Deloitte'un raporuna göre 2015 yılı beklenmeden pekçok Avrupa ülkesinde olduğu gibi analog yayınların sona erdirilme tarihinin öne çekilmesi gerekiyor.
İSTANBUL - Deloitte'un ''Sayısal TV Yayıncılık'' raporuna göre, Türkiye'de TV kanallarının karasal dijital yayına geçişinin hızlandırılması ve 2015 yılı beklenmeden pek çok Avrupa ülkesinde olduğu gibi analog yayınların sona erdirilme tarihinin öne çekilmesi gerekiyor.
Deloitte'un ''Sayısal TV yayıncılık'' raporu yayımlandı.
Dünyada dijital TV yayınlarının hızla analog yayınların yerini aldığını ortaya koyan raporda yer verilen Dünya Telekomunikasyon Birliği verilerine göre, dünyada yaşayan 6,9 milyar insanın yüzde 71'i evinde TV izleyebilme imkanına sahipken, bu insanların yaşadığı toplam 1,7 milyar hanenin yüzde 77'sinde en az bir TV cihazı bulunuyor.
Deloitte raporuna göre, 2010 yıl sonu itibariyle Avrupa'da TV sahibi hane sayısı 246 milyon olurken, bunların yüzde 34'ü karasal, yüzde 32'si uydu, yüzde 29'u kablo ve yüzde 5'i IPTV yayınlarından faydalanıyor.

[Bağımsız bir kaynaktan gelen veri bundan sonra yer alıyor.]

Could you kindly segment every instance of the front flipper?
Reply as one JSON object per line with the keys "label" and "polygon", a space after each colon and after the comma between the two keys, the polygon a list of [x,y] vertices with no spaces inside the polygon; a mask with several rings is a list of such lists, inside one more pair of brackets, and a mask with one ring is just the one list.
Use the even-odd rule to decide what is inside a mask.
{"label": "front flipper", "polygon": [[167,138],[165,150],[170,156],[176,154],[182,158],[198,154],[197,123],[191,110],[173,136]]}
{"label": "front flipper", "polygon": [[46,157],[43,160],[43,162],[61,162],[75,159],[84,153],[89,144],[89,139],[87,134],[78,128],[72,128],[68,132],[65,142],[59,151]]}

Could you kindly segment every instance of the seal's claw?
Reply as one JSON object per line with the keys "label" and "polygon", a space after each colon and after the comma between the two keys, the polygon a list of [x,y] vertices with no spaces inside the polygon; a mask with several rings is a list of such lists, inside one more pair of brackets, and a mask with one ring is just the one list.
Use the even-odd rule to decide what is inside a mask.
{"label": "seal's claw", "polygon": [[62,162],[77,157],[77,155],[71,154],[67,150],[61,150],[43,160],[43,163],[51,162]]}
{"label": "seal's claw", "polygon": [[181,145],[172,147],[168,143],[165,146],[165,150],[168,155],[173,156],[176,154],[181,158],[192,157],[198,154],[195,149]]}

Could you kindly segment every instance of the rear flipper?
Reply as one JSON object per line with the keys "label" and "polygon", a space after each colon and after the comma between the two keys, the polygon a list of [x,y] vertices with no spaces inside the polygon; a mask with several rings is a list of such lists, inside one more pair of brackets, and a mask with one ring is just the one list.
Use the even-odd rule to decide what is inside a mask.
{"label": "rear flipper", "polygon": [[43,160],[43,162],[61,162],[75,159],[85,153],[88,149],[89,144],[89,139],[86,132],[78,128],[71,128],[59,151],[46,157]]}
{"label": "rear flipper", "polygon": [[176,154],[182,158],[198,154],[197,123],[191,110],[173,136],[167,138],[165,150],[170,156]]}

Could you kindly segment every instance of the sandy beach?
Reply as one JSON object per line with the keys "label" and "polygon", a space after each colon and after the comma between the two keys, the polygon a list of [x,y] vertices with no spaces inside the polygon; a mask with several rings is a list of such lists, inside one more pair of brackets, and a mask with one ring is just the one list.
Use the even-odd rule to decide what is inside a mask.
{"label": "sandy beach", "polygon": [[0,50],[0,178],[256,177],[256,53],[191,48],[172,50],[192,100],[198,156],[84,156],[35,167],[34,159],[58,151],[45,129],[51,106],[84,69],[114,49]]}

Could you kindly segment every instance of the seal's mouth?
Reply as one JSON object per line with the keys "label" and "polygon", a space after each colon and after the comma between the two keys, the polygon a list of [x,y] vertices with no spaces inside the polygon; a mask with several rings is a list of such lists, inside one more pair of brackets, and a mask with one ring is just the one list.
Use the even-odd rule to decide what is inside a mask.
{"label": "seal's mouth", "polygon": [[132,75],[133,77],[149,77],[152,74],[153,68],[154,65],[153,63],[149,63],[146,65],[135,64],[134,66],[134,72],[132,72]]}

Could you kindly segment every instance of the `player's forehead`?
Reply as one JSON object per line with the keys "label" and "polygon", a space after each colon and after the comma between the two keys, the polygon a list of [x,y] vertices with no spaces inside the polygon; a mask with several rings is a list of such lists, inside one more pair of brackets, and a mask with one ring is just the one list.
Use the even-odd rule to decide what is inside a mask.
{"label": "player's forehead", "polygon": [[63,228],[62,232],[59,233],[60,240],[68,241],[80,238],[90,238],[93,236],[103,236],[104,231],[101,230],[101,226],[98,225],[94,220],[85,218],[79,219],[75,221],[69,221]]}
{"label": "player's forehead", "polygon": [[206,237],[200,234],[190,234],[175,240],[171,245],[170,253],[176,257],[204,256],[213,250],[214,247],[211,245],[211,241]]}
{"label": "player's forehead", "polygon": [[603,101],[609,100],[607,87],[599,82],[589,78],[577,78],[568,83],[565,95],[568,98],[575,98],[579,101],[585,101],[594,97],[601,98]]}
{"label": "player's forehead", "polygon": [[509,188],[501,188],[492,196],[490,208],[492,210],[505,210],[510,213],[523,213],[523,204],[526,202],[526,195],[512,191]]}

2015 yılına kadar TV yayıncılığındaki geleneksel karasal karakter devam ederken, uydu ve kablo arasındaki farkın açılması ve sayısallaşmanın da artması bekleniyor.
Avrupa'da TV yayınlarının ulaştığı hanelerin yüzde 69'una sayısal HD kalitesi ulaşmış olmakla birlikte, HD TV'ye sahip hane sayısı halen yüzde 10'lar seviyesinde bulunuyor.
Pazar büyüklüğü 1,5 milyar lira
Türkiye'de Radyo Televizyon Üst Kurulu (RTÜK) verilerine göre; 18 milyon TV sahibi hane ve 1.279 tane kayıtlı TV yayıncısı bulunuyor. 2011 ikinci çeyrek itibariyle 1,3 milyon kablo TV ve 3,5 milyon uydu platform abonesi bulunan Türkiye'de sayısal TV pazar büyüklüğü 1,5 milyar lira olarak tahmin ediliyor.
''2015 yılı beklenmeden pek çok Avrupa ülkesinde olduğu gibi analog yayınların son erdirilme tarihi daha öne çekilmelidir'' görüşüne yer verilen rapora göre, bugünden itibaren sayısal karasal (DVB-T) yayınları almaya uygun olmayan TV cihazlarının üretim ve ithaline izin verilmemesi gerekiyor.
Türkiye'nin yaklaşık 7 milyon sabit geniş bant abonesi ile IPTV'nin de en hızlı yaygınlaşabileceği ülkelerden biri olduğuna dikkat çekilirken, mobil TV konusunda da Türkiye'nin önemli bir potansiyel barındırdığı vurgulanıyor.